Frage an Sabine Bätzing-Lichtenthäler von Jürgen S. bezüglich Soziale Sicherung
Sehr geehrte Frau Bätzing,
Folgend ein paar fragen an Sie bezüglich der aktuellen Drogenpolitik:
1. Weist pflanzliches Cannabis nach wissenschaftlichen Kriterien das gleiche gesundheitliche Gefährdungspotential wie Heroin/Diamorfin auf? Falls ja, warum wird Heroin-Substitution in Deutschland geduldet und gefördert, aber eine Vergabe von Cannabis an Schwerkranke nicht?
2. Liegen den politischen Entscheidungsträgern für den staatlich geduldeten und mit Steuern belegten Handel von Alkohol, Nikotin und abhängigkeitserzeugenden Medikamenten ebenfalls Positivzeugnisse im Sinne sogenannter Unbedenklichkeitsbescheinigungen vor?
3. Werden wegen Verstoßes gegen das BtM - Gesetz vorbestrafte Patienten mit ärztlicher Indikation auf Cannabis mit der nicht–medizinischen Begründung einer „Unzuverlässigkeit“ seitens des BfArM quasi zu Kranken zweiter Klasse erklärt und bis zum Versterben von palliativmedizinischer Betreuung ausgenommen, indem ihnen der aus ethisch-moralisch und karitativen Gründen unkomplizierte Zugang zum Therapiemittel ihrer Wahl unmöglich gemacht wird?

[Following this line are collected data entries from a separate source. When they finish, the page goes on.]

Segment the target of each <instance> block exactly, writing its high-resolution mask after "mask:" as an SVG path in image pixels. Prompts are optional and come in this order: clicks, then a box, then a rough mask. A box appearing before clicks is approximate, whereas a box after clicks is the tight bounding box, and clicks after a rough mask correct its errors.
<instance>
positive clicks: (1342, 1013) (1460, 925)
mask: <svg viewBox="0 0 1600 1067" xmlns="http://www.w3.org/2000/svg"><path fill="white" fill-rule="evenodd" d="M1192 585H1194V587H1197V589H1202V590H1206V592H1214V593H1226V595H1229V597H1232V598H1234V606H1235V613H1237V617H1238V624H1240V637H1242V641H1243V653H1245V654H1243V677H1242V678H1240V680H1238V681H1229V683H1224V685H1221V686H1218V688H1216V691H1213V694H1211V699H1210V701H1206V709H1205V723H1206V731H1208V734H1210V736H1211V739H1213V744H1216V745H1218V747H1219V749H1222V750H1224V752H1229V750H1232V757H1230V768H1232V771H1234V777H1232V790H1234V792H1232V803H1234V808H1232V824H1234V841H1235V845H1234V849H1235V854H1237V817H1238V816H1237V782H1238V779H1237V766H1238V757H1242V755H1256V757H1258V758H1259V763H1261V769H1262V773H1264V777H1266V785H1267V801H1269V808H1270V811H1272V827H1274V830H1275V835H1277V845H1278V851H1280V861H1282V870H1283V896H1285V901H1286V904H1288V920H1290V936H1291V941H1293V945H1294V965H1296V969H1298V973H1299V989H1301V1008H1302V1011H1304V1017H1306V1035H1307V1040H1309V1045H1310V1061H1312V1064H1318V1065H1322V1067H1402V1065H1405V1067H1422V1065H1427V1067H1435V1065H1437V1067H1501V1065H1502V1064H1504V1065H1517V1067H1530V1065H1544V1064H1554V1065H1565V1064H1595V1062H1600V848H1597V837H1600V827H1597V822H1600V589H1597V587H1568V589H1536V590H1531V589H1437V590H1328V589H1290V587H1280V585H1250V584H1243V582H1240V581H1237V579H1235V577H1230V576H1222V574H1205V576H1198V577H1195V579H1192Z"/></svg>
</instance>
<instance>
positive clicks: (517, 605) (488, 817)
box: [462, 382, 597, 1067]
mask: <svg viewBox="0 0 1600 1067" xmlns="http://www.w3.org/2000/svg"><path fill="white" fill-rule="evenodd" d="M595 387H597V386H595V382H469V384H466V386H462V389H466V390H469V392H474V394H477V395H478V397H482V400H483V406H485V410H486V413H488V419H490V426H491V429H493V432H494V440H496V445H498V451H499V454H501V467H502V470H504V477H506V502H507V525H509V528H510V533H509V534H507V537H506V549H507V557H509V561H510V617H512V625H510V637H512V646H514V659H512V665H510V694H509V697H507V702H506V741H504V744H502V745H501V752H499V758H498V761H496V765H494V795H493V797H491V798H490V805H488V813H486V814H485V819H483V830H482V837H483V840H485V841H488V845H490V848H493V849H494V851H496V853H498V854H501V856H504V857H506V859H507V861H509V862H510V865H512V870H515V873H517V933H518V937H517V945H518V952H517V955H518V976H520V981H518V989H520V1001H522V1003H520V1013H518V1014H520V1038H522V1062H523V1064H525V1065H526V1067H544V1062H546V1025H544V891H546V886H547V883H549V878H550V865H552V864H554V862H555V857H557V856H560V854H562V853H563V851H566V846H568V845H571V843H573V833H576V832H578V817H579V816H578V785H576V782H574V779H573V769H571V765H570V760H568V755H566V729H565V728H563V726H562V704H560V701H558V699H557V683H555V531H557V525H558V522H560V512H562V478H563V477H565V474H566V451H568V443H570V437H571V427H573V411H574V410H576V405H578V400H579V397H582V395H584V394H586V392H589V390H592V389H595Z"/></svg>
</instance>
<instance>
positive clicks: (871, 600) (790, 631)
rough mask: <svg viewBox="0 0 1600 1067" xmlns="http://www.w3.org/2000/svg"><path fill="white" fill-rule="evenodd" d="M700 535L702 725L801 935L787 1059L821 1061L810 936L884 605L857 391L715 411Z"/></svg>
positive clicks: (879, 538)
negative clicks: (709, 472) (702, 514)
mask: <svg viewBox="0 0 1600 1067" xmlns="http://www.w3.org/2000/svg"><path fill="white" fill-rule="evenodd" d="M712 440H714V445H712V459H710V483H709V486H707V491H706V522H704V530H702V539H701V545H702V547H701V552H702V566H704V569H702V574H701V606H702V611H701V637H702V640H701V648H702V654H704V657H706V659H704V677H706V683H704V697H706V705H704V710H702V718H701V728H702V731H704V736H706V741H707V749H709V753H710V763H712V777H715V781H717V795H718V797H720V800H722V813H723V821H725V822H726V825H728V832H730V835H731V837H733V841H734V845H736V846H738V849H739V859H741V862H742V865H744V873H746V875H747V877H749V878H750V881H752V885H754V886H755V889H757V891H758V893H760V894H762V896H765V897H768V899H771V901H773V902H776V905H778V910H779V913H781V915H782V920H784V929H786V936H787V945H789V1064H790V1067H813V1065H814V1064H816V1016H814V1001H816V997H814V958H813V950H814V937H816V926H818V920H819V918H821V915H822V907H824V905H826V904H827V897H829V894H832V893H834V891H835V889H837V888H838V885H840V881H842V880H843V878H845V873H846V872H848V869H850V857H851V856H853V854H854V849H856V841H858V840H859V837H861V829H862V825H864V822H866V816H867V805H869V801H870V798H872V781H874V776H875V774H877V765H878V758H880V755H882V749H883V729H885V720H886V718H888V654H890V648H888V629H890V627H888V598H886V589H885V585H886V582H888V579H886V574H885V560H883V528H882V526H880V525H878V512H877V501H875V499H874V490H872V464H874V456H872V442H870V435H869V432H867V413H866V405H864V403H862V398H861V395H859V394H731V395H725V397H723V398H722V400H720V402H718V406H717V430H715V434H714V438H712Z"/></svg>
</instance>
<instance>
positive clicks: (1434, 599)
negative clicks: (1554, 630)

4. Verfügt das BfArM über hinreichende Verwaltungsvorschriften zur im Sinne der Patienten befriedigenden Lösung der Problematiken von medizinisch begründeter Cannabis-Bedürftigkeit und wo können diese zur Schaffung von Rechtssicherheit unter den Betroffenen eingesehen werden?
5. Verstößt die aktuelle Haltung der Bundesregierung und ihrer gesundheitspolitischen Entscheidungsträger zur medizinischen Verwendung von pflanzlichem Cannabis aufgrund der bis dato ergangenen deutschen Rechtsprechung gegen die Menschenrechts-Charta und gegen das Grundgesetz, Artikel 2 ?
Vielen Dank für Ihre Antwort.
mit freundlichen Grüßen.
Jürgen Schwab
Sehr geehrter Herr Schwab,
da ich mich im Abgeordnetenwatch bereits hinreichend zum Thema der therapeutischen Verwendung von Cannabis geäußert habe, verzichte ich an dieser Stelle bei der Beantwortung Ihrer Fragen auf weitere Wiederholungen.
zu1) Cannabis weist ein sich von Heroin unterscheidendes gesundheitliches Gefährdungspotential auf. Bei Diamorphin handelt es sich um ein standardisiertes Heroin-Präparat, das im Rahmen eines bundesweiten Modellprojektes in sieben deutschen Kommunen zur Substitutionsbehandlung Heroin-Schwerstabhängiger eingesetzt wurde. Es handelt sich dabei um einen klar eingegrenzten Kreis von schwerstopiatabhängigen Patienten, die für eine Behandlung mit Diamorphin in Frage kommen. Im Rahmen einer international anerkannten Arzneimittelstudie wurde die Wirksamkeit für diese Zielgruppe nachgewiesen (mehr unter ). Eine solche Studie gibt es derzeit für Behandlungen mit Cannabis nicht.
zu2) Das Schädigungspotential jeglicher Suchtstoffe ist unbestritten. Selbst Medikamente mit wissenschaftlich nachgewiesenem therapeutischen Nutzen können bei missbräuchlicher Verwendung im Einzelfall statt zu nutzen auch Schaden verursachen.
zu3) Nein, das Bundesinstitut für Arzneimittel und Medizinprodukte teilt Kranke weder in solche erster und zweiter Klasse ein, noch verwehrt es Sterbenden eine aus palliativmedizinischer Sicht erforderliche Behandlung.
zu4) Ihre Frage zum Vorhandensein von Verwaltungsvorschriften bzw. der Möglichkeit einer Einsichtnahme in diese bitte ich im unmittelbaren Kontakt mit der betreffenden Behörde zu klären.
zu5) Ich bin nicht der Meinung, dass die aktuelle Haltung der Bundesregierung ... zur medizinischen Verwendung von Cannabis ... gegen die Menschenrechts-Charta und gegen Artikel 2 des Grundgesetzes verstößt.